Activities of N-Mineralization Enzymes Associated With Soil Aggregate Size Fractions of Three Tillage Systems

Authors: MURUGANANDAM, SUBATHRA - NC STATE UNIV; Israel, Daniel; ROBARGE, WAYNE - NC STATE UNIV

Submitted to: Soil Science Society of America Journal
Publication Type: Peer Reviewed Journal
Publication Acceptance Date: 9/5/2008
Publication Date: N/A
Citation: N/A

Interpretive Summary: This research provides basic understanding of how nitrogen mineralization processes in soil are impacted by tillage methods. It provides some understanding of why no till soil management has beneficial effects on crop production. It has potential to improve efficiency of nitrogen use in soils subject to no till management.

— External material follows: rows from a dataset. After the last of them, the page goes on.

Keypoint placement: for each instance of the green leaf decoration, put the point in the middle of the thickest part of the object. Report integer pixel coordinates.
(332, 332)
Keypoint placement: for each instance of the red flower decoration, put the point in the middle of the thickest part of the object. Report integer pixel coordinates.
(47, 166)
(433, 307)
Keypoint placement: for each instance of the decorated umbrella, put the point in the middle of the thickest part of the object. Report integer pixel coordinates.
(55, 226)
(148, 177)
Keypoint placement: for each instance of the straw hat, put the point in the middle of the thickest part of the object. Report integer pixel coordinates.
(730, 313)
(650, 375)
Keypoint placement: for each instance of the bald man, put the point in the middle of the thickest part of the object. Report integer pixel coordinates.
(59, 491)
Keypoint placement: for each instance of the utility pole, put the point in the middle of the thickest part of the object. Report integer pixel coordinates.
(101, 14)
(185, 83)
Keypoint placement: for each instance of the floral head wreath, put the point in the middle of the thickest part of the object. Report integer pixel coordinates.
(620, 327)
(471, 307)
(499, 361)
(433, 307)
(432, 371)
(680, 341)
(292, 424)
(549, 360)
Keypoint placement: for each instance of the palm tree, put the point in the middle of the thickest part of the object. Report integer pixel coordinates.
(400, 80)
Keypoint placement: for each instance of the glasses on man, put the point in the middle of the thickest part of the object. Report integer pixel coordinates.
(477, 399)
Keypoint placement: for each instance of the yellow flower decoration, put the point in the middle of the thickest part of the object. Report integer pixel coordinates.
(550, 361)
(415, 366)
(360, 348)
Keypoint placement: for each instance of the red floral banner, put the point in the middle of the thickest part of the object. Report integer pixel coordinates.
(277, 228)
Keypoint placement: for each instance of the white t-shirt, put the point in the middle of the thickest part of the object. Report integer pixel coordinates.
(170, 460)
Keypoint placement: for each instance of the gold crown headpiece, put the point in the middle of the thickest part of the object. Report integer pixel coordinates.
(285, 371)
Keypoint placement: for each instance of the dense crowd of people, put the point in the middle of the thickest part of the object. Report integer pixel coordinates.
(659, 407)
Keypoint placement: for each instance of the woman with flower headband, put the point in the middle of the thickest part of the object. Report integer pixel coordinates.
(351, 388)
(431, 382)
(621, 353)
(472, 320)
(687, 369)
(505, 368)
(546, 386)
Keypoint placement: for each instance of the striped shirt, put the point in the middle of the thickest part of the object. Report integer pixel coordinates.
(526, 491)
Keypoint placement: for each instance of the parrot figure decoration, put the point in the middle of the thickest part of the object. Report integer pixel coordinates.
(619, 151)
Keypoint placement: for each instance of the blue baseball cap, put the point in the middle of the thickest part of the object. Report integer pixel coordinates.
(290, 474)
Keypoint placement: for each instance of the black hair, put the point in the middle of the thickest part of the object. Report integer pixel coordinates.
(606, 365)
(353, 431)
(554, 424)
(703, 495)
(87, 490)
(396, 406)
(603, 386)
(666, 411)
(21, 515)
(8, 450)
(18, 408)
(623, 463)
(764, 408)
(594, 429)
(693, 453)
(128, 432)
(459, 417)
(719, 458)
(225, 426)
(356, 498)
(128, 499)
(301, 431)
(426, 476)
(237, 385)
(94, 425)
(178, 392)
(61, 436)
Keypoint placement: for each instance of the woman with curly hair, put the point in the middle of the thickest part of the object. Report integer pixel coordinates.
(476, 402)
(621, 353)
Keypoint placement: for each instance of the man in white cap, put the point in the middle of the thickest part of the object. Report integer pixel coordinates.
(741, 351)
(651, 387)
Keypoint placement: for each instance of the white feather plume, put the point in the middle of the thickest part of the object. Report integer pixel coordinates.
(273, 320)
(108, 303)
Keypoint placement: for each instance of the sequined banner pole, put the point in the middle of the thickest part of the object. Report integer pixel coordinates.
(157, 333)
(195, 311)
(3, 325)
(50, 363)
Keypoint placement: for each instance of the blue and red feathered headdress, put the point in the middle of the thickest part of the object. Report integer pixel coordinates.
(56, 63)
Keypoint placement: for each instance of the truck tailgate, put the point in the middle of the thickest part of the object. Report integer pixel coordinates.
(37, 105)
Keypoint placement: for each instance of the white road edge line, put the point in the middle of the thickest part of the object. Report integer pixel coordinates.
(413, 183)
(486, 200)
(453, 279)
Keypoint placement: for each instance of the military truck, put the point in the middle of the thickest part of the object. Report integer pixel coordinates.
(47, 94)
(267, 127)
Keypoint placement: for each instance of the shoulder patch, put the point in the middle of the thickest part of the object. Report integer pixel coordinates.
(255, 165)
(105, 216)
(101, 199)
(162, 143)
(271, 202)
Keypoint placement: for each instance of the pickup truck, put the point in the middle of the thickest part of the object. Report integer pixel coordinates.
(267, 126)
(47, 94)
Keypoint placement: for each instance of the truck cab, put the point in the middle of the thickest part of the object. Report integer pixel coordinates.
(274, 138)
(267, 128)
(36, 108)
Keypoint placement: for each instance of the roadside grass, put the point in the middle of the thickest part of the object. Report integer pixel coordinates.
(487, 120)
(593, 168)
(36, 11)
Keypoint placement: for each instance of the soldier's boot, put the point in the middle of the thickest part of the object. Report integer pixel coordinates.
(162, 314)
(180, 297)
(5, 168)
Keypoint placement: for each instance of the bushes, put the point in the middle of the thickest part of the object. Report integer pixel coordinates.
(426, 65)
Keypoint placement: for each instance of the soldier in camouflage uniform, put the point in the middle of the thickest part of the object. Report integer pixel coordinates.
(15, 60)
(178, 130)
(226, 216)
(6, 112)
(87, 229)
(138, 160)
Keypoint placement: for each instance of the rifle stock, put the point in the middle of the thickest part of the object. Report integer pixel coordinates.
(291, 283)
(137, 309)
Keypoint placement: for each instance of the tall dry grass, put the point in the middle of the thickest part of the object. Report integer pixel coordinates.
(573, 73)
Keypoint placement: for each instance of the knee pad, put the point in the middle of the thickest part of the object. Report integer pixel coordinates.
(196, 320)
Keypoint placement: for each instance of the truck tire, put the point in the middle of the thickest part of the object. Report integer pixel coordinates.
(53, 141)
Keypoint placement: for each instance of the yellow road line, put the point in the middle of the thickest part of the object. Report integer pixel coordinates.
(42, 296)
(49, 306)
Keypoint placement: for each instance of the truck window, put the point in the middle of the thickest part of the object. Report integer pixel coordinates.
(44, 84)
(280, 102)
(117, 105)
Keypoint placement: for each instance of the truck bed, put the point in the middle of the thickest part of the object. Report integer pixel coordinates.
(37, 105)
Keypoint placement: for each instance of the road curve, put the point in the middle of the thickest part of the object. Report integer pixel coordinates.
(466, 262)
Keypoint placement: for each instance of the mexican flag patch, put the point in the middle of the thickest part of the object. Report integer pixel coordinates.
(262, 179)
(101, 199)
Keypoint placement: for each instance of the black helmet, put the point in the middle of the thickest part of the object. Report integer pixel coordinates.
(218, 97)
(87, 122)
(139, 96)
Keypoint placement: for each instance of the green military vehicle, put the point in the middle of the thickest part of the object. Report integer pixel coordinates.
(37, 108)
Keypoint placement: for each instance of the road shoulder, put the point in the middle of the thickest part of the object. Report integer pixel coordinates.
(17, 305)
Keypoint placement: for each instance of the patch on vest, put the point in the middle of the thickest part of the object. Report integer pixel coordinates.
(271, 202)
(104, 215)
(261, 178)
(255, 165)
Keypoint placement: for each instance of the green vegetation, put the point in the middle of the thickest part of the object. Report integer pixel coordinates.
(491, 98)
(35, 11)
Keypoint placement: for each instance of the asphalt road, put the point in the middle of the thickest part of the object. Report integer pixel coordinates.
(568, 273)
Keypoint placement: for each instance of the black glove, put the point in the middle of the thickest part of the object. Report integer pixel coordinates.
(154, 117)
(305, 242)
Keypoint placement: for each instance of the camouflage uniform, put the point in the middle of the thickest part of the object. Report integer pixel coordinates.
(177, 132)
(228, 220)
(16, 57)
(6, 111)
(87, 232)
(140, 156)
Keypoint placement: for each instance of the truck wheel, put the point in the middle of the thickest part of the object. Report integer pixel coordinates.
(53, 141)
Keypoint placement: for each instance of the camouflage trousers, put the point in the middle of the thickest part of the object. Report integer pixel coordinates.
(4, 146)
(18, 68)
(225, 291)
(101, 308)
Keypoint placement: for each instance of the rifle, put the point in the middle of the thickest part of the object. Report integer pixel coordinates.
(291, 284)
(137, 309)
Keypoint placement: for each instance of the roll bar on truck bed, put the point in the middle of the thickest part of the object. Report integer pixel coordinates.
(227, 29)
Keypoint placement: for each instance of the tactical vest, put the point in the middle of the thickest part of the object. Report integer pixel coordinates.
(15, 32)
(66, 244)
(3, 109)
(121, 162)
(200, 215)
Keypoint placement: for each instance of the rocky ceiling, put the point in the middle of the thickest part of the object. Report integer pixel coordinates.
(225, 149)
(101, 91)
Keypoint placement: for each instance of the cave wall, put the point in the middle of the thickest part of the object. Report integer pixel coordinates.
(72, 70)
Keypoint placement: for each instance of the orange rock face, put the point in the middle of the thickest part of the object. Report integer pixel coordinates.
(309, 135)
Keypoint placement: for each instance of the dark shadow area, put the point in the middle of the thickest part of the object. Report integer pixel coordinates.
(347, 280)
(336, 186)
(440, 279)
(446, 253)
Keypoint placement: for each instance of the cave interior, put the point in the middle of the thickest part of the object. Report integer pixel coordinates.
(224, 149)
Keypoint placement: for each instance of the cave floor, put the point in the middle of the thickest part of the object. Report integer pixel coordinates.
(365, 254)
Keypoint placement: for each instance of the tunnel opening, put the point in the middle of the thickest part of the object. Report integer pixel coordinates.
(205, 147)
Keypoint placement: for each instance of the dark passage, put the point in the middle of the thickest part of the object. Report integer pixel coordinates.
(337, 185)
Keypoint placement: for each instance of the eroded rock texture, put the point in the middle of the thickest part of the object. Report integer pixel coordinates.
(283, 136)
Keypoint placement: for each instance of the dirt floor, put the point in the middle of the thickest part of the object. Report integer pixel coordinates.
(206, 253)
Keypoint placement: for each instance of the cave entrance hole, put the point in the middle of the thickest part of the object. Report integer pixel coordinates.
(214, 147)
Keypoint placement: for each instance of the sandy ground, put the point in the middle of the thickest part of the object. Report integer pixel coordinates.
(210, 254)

Technical Abstract: Nitrogen mineralization occurring near the soil surface of agro-ecosystems determines the quantity of plant available N, and soil enzymes produced by microorganisms play significant roles in the N mineralization process. Tillage systems may influence soil microbial communities and N mineralization enzymes through alterations in total soil C and N. Soil aggregates of different sizes provide diverse microhabitats for microorganisms and therefore, influence soil enzyme activities. Our objective was to test the hypothesis that activities of N mineralization enzymes increase with aggregate size and in no-till compared to tilled systems. Potential activities of N-acetyl glucosaminidase (NAG), arylamidase, L-glutaminase, and L-asparaginase were measured in five aggregate size fractions (<0.25, 0.25-0.5, 0.5-1, 1-2, and 2-4 mm) obtained from soils of three long-term (22 yr) tillage systems (no-till, chisel, and moldboard). All enzyme activities were significantly (p<0.05) greater in no-till than in tilled systems and positively correlated (p<0.005) with potential N mineralization. Potential activities of NAG, L-glutaminase, and arylamidase were significantly greater (p <0.05) in the intermediate (0.5-1 mm) aggregate size than in other size fractions. All enzyme activities were positively correlated with total soil C (p<0.0001), N (p<0.05), and microbial biomass C (p<0.05). Although, aggregate size had significant effects on N-acetyl-glucosaminidase, arylamidase and L-glutaminase activities the magnitudes were small compared to the magnitudes of the tillage effects. Fungal biomarkers (18:2'6c and 16:1'5c) determined by PLFA method were significantly greater in the no-till than in tilled systems and positively correlated with all enzyme activities. This suggests that no-till management enhances activities of N mineralization enzymes by enhancing the proportion of fungal organisms in the soil microbial community.